Eis o motivo da expressão “o choro é livre”, dita pela repórter Maju em rede nacional, soar tão ofensiva aos ouvidos de muitos, pois existem sim, pessoas lamentando pela falta de recursos e pela impossibilidade de sair para trabalhar. Muitas dessas pessoas sequer conseguiram o auxílio emergencial, por falta de algum documento ou até mesmo pela falta de informação.
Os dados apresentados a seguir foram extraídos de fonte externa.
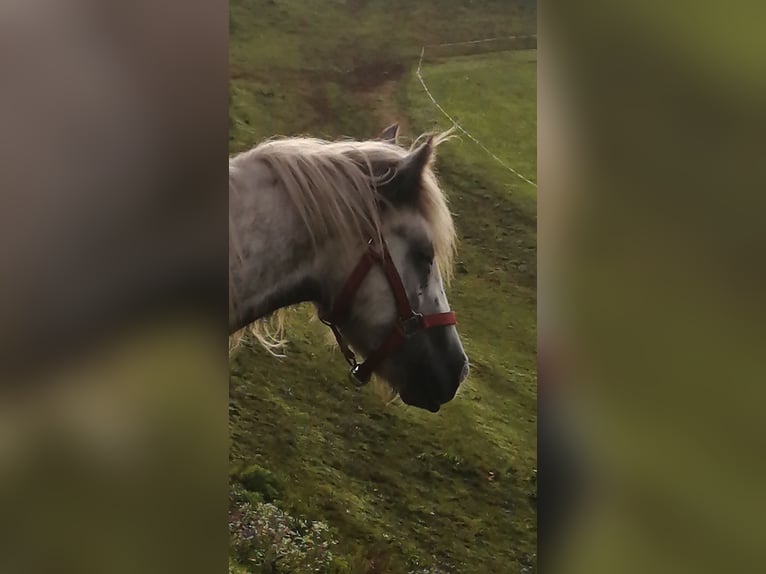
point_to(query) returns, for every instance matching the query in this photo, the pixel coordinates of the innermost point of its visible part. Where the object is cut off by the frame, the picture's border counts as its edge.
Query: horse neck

As que conseguiram o auxílio, não estão conseguindo suprir todas as suas necessidades e nem as de sua família, pelo baixo valor fornecido.

A fala de Maju indignou não só as pessoas que sofrem sem emprego na pandemia: muitos internautas, telespectadores e até políticos usaram as redes sociais para criticar a forma como a apresentadora se posicionou. O deputado federal Eduardo Bolsonaro (PSL-SP), filho do presidente Jair Bolsonaro, por exemplo, publicou em seu Twitter: “Do alto de sua arrogância global e de seu alto salário, Maju Coutinho defendeu lockdowns e debochou de quem precisa trabalhar para não passar fome. Segundo Maju, se você não pode ficar em casa, ‘O CHORO É LIVRE, É ISSO QUE TEM’(...)”, conforme publicou o site “Istoé” (3).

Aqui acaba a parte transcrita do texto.